Another example: one offer is considerably higher, but is only putting down 5%. A lower offer that includes 20% down may be the better choice for you. A low down payment can mean the buyers are not really serious about your house and will pull out of the deal if they find something they like better.

Perhaps you receive one offer with conventional financing and another a few thousand dollars higher with FHA financing. This may be significant to your decision, especially if you are in a hurry to close the deal because of a job transfer or other reasons. FHA loans have more stringent guidelines than traditional loans and therefore more risk for slower closing dates. It might be better to take the lower offer to dodge potential complications.

You want to avoid accepting any offer with risks that it could backfire. If your buyers get cold feet after your house has been off the market for several days, you are back to square one. The next buyers in line will assume something is wrong and momentum for selling your home could be stalled.

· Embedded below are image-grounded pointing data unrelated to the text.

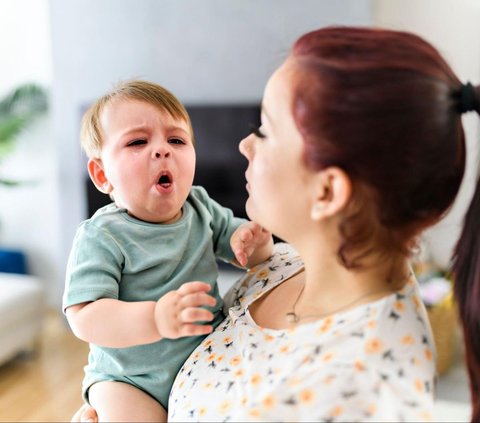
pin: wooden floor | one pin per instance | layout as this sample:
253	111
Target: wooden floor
44	386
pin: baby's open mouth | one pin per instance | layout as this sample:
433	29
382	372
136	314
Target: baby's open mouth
165	180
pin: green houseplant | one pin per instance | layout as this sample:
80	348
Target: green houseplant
18	109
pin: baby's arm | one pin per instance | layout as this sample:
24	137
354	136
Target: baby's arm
251	244
118	324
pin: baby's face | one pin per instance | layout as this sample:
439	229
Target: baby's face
148	159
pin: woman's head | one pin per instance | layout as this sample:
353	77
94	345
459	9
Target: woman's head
149	92
382	106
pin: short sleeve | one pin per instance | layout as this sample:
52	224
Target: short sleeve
94	266
223	224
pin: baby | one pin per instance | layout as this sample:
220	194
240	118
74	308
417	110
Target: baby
141	277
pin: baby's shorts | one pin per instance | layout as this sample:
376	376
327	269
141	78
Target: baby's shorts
151	384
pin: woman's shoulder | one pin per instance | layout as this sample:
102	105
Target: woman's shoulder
283	263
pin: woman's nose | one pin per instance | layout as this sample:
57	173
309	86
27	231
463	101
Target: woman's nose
245	146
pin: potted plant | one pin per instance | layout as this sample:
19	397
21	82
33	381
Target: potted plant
18	110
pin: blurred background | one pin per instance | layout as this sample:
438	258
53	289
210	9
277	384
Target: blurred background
216	56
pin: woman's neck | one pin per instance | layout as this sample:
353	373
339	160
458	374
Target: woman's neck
328	284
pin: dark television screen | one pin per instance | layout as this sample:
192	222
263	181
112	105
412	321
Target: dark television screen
218	129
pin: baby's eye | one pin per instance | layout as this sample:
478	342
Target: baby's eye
135	143
176	141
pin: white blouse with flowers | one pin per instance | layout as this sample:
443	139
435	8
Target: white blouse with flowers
371	363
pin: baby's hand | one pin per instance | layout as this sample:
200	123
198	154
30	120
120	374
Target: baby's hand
177	312
249	237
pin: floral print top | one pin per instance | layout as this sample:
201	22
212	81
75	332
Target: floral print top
374	362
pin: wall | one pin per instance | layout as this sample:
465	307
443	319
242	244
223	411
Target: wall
207	51
453	27
29	214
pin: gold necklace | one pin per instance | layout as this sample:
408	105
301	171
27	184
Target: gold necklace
293	317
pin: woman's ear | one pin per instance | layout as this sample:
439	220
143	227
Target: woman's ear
98	177
332	191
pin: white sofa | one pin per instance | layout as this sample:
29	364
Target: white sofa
22	306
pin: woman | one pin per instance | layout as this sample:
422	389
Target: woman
361	148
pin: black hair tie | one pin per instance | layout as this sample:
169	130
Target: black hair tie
468	101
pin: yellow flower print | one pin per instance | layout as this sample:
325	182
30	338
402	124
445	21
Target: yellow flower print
262	274
256	379
373	346
328	379
207	343
326	325
254	412
294	381
399	306
336	411
211	357
428	354
235	361
224	407
269	402
407	340
306	396
359	366
238	373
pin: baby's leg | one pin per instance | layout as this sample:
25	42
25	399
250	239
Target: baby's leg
121	402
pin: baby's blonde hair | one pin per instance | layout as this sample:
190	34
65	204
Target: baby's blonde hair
149	92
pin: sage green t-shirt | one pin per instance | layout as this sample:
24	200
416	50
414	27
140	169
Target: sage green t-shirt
117	256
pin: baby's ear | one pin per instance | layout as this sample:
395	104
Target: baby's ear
98	176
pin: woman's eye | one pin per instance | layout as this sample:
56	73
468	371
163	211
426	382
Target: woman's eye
257	131
135	143
176	141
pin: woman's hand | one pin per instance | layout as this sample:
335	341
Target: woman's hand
251	244
85	414
178	312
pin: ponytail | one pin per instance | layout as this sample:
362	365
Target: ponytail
466	269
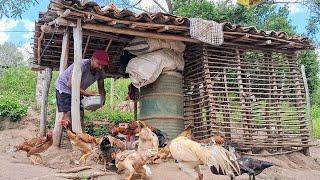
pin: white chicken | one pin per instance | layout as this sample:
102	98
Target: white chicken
191	154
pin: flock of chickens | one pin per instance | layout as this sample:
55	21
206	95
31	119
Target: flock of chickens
152	146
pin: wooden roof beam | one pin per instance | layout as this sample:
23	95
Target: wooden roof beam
246	36
137	33
265	43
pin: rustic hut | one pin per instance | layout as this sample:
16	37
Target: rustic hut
250	89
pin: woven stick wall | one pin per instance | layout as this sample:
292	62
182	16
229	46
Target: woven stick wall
255	98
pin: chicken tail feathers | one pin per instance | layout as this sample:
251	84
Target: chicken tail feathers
148	171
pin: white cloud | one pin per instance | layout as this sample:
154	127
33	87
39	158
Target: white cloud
6	25
27	51
29	26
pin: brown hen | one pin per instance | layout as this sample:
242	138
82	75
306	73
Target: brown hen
80	140
35	146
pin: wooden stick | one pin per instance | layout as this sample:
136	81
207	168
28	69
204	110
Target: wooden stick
57	131
86	46
39	47
138	33
81	176
74	170
76	78
44	101
305	82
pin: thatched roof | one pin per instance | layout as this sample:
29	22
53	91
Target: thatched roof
100	25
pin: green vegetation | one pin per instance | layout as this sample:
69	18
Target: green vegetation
18	94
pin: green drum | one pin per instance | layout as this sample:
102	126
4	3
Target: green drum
161	104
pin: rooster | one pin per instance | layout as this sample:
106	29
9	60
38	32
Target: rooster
35	146
108	146
81	141
191	154
147	139
135	162
248	165
135	126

The following sliding scale is a good illustration of the worst to the best scenarios you could expect if multiple buyers offer the SAME price for your home:

  • All cash, no contingencies

  • All cash, pre-inspected

  • Big down payment, inspection & appraisal waived

  • Big down payment but contingent on inspection and other contingencies

  • Contingent on low down payment, inspection, appraisal, title & HOA review, low earnest money and asking for closing costs

As always, count on your agent to help you evaluate the strength of each offer you receive. Enjoy being in the driver’s seat while selling your home in this competitive market. The tables may turn as you begin the search for your next house!